Em resposta, Fux aponta crime de responsabilidade

Rayssa Motta
Weslley Galzo Daniel
Weterman
Amanda Pupo


Um dia após o presidente Jair Bolsonaro participar de atos antidemocráticos e ameaçar “descumprir” decisões do Supremo Tribunal Federal, o presidente da Corte, Luiz Fux, afirmou ontem que as atitudes do chefe do Executivo representam um “atentado à democracia”. O discurso duro foi marcado por mensagens diretas ao Palácio do Planalto de que os magistrados não vão mais tolerar movimentos golpistas e intransigência. Fux destacou que as ameaças do chefe do Executivo na tarde de anteontem, se levadas adiante, configuram “crime de responsabilidade”, o que pode levá-lo ao impeachment.

“Ninguém fechará esta Corte. Nós a manteremos de pé, com suor e perseverança.
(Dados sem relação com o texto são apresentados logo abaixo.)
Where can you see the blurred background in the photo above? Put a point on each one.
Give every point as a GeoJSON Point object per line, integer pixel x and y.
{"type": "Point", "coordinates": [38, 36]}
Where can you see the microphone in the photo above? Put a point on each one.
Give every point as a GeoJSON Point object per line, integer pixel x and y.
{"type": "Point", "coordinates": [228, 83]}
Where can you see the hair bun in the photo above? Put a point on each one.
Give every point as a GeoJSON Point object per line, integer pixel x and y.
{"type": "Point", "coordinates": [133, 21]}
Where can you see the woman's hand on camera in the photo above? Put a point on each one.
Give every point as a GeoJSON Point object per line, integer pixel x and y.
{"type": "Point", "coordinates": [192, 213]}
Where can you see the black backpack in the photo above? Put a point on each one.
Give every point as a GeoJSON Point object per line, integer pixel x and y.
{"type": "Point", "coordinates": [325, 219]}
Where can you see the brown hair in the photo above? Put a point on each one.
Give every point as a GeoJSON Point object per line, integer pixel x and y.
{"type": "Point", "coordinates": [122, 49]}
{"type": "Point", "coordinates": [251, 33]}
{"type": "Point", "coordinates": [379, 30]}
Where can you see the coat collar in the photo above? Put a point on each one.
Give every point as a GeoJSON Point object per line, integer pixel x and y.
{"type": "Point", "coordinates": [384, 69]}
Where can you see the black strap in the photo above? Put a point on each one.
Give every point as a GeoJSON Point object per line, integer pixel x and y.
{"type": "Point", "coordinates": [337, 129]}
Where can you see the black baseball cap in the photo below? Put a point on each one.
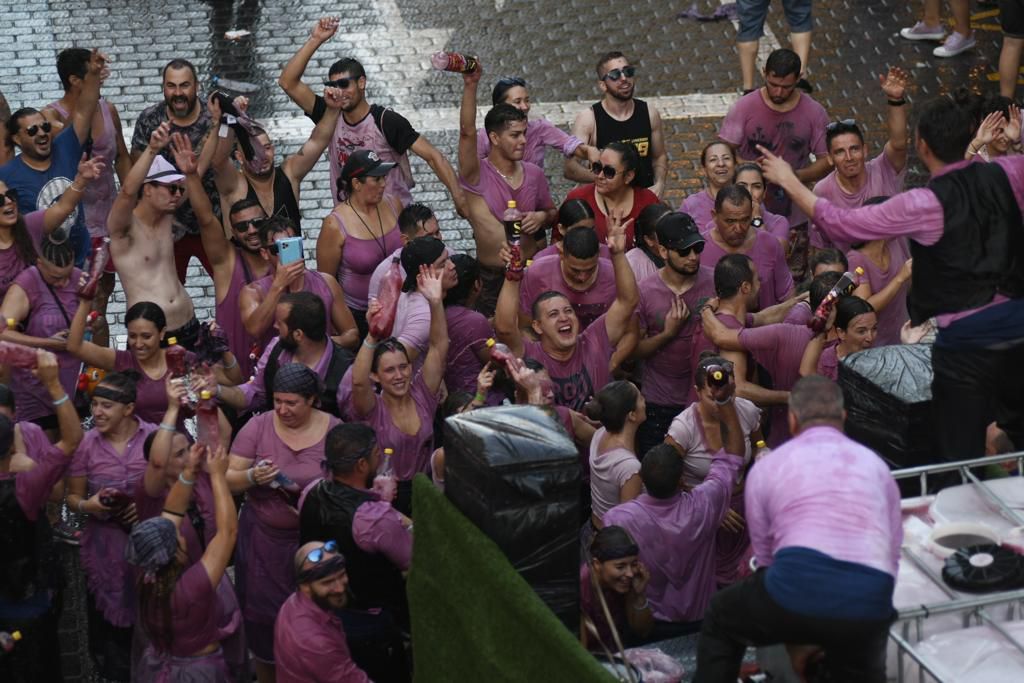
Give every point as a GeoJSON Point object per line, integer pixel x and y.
{"type": "Point", "coordinates": [365, 162]}
{"type": "Point", "coordinates": [677, 230]}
No exercício de seu papel, o Supremo Tribunal Federal não se cansará de pregar fidelidade à Constituição e, ao assim proceder, esta Corte reafirmará, ao longo de sua perene existência, o seu necessário compromisso com a democracia, com os direitos humanos e com o respeito aos poderes e às instituições deste País”, disse Fux .
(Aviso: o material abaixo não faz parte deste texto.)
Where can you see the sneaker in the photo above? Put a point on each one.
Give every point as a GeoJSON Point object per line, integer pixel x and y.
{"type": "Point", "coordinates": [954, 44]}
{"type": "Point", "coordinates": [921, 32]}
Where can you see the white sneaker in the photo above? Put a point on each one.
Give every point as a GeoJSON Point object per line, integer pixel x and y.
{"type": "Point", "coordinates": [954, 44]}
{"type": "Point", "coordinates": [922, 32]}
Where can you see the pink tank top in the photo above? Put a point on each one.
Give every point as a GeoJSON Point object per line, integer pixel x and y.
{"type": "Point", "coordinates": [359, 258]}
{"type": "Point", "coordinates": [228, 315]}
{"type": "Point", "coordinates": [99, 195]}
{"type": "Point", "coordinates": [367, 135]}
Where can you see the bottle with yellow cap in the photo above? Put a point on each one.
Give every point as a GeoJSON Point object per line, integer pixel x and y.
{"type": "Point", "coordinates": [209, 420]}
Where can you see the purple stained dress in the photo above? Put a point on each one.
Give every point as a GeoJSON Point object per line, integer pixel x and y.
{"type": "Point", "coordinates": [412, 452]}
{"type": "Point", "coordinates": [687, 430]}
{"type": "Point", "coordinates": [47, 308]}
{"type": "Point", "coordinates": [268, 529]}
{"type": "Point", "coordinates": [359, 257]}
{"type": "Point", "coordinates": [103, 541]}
Nas manifestações convocadas para o feriado de 7 de Setembro, Bolsonaro disse que não vai mais acatar decisões judiciais proferidas pelo ministro Alexandre de Moraes, que chamou de “canalha”, e, sem citar diretamente Fux, cobrou que o presidente da Corte enquadre o magistrado – que é responsável pelos inquéritos que apuram possíveis crimes do presidente.

Bolsonaro também voltou a atacar as urnas eletrônicas e afirmou que só deixará a Presidência morto. “Ou o chefe desse Poder (Judiciário) enquadra o seu (ministro) ou esse Poder vai sofrer aquilo que não queremos”, disse.

A reação ao presidente foi debatida entre os ministros do STF na noite de anteontem e resultou em uma contundente resposta ao Planalto. Na ocasião, cada magistrado expressou sua avaliação sobre os atos de 7 de Setembro. Em comum, todos os integrantes do tribunal, incluindo Kassio Nunes Marques – indicado ao cargo por Bolsonaro –, prestaram solidariedade a Moraes. O Estadão apurou que nessas reunião Fux foi cobrado a dar uma resposta forte.

Em sua fala, Fux disse que o Supremo não aceitará intimidações a sua independência e aos seus membros. “Ofender a honra dos ministros, incitar a população a propagar discurso de ódio contra a instituição do Supremo Tribunal Federal e incentivar o descumprimento de decisões judiciais são práticas antidemocráticas, ilícitas e intoleráveis.”

Em outro trecho do pronunciamento, o ministro disse que Bolsonaro tenta “descredibilizar” o tribunal e, caso descumpra as decisões da Corte, poderá ser enquadrado por crime de responsabilidade. E lembrou que este tipo de crime precisa ser analisado pelo Congresso.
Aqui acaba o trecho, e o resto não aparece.